Gelecek korkusu, kaygısı ve sorumluluklar bizi, hep güvenceli bir hayatın arayışına iterken, “işte” li yaşamlar başlar. Çocuklukta aileyle başlar bu “işte” ler, sınavlarla dolu geçen bir hayatta, tüm sınavları başarıyla versen de, bir bakarsın, senden “çalışıyor işte, gidip geliyor işte,” diye söz edilir ve sonunda da “yaşadı işte,” diye uğurlanırsın.
Türkçemizin bir diğer cümle sonu mucizesi “de, da” dır, o iki harf bir araya alaycı bir gülümseme gibi gelir, harika bir iş yaptığını düşünürsün, sonra birisi çıkar, tamam çok güzel olmuş da, der. Nedendir o da? Düşün dur.

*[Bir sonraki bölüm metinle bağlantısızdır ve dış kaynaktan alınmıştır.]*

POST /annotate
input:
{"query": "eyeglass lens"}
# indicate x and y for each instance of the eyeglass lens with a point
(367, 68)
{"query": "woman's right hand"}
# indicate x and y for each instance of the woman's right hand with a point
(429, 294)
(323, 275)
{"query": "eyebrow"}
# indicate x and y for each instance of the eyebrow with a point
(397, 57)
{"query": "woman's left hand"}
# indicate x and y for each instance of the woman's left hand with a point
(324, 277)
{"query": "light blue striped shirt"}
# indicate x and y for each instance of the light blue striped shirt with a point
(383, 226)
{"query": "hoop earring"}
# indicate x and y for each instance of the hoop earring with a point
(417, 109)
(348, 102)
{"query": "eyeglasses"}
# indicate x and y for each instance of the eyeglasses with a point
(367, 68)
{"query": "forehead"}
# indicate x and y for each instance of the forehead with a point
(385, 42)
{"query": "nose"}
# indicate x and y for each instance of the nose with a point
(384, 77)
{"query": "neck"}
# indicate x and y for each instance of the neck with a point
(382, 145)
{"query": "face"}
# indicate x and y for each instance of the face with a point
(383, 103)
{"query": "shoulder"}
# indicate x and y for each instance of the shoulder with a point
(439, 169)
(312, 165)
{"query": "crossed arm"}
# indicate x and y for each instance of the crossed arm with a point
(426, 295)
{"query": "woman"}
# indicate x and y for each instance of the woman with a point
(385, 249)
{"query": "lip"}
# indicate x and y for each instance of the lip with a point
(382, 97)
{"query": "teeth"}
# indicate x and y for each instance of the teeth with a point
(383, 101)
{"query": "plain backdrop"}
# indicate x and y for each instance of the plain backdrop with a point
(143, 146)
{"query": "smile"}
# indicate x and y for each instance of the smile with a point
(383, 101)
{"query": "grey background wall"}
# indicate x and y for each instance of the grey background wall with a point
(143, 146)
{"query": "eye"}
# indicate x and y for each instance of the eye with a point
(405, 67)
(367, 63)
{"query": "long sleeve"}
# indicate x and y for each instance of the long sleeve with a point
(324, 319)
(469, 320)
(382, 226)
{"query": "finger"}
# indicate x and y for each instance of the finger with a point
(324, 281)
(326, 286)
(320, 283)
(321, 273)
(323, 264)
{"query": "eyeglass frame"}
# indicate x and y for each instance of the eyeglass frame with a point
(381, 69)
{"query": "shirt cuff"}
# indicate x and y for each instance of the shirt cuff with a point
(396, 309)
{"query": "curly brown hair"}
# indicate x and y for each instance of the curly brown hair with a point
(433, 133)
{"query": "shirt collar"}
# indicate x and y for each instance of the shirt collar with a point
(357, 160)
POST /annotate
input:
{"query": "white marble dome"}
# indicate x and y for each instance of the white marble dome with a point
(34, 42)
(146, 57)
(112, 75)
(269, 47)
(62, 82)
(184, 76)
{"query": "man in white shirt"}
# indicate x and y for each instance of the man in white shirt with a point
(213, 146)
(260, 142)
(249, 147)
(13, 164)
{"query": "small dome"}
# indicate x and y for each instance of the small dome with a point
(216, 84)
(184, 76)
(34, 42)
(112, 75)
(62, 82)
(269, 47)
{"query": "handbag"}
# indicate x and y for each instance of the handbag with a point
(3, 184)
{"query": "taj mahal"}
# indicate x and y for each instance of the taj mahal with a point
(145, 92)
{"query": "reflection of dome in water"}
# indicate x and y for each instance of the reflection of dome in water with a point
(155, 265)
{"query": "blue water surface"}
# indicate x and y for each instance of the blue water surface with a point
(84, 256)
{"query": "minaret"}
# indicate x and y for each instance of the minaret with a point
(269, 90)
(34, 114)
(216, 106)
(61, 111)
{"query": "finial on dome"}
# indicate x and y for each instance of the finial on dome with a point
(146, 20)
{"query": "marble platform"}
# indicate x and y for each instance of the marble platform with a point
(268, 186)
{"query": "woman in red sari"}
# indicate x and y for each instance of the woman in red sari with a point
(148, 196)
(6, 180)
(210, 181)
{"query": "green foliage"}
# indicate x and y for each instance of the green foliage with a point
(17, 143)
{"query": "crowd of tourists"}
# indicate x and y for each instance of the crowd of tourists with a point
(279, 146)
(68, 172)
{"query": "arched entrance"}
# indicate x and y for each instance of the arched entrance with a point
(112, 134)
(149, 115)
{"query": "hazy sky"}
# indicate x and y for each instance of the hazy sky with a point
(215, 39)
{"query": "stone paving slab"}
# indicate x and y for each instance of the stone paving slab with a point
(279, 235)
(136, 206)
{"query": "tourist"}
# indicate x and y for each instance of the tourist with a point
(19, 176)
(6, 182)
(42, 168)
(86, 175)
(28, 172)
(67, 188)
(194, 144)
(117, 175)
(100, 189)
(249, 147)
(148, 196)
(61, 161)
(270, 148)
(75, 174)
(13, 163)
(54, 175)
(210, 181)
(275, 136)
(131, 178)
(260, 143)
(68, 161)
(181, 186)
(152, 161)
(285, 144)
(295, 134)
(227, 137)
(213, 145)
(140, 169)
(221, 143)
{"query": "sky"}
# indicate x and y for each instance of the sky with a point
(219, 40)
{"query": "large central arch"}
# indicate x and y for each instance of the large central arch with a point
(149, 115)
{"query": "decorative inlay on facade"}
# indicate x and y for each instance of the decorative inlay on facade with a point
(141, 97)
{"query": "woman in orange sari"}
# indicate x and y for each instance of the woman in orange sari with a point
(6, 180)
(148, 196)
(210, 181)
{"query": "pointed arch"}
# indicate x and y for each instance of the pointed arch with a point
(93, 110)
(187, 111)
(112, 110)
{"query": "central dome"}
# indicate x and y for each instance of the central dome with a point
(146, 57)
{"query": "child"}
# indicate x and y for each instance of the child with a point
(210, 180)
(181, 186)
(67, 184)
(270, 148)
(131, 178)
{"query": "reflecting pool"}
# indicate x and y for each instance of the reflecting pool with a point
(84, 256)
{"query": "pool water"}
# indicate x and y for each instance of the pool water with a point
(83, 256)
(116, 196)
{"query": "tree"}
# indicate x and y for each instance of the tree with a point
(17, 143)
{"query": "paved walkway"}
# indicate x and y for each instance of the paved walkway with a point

Sezgin Kaymaz, “Bakele” kitabında, “Ben geldim de…” hikayesinde o kadar güzel anlatmış ki;
Yıllardır duyduğum bu de, da sorununu en güzel, hem kendisini hem de kitaplarını çok sevdiğim ki bu her zaman olmaz, yazarlardan Sezgin Kaymaz, “Bakele” kitabında, “Ben geldim de…” hikayesinde o kadar güzel anlatmış ki;
Pis huyu vardı; gıcık olurdum. Basar zile mesela, gider diafondan sorarsın: “Kim o?” Cevap değişmez:
“Ben geldim de…”
O “de” eki nasıl büyürdü gözümde. Niye arkadaş, niye? Sen geldinse sen geldin; o “de” ne? Ne gereği var?
Bazen “de” idi, bazen “da” tabii. Ses uyumuna göre artık. Bizde yattı diyelim. Sabah uyanırdım, bu açmış televizyon seyrediyor.
“Erken kalktım da…”
“Olsun.” Teselli eder gibi bir olsun çıkmış ağzından.
Tabii hikâye de, da ekiyle devam ediyor. Sezgin Kaymaz’ın o samimi, özgün diliyle, hüzünlü bir sonu oluyor da…
Elbette dilimizin zenginlikleri bitmez ama son bir sözcükten daha bahsetmek istiyorum.
Onu da bir arkadaşımla çok konuşmuştuk ve hüzünle gülümsemiştik. Bir toplulukta, “nerelisin?” diye sormuşlar, Doğu illerinden birini söyleyerek yanıt vermiş soru sorulan kişi. Karşı tarafın yanıtı ne olmuş dersiniz, “Olsun.” Teselli eder gibi bir olsun çıkmış ağzından. Gerçekten, nedir olan biten, kimi neye göre yargılar, etiketleriz.
“Ne iş yapıyorsun.”
“Yazıyorum.”
“Olsun”
Evet, acı acı güldürüyor beni, dilimizin iğnelemeleri. Ama söz konusu yaşamsa, dilerim ki orada, “yaşıyoruz işte,” olmasın, büyük harflerle İŞTE yaşamak olsun.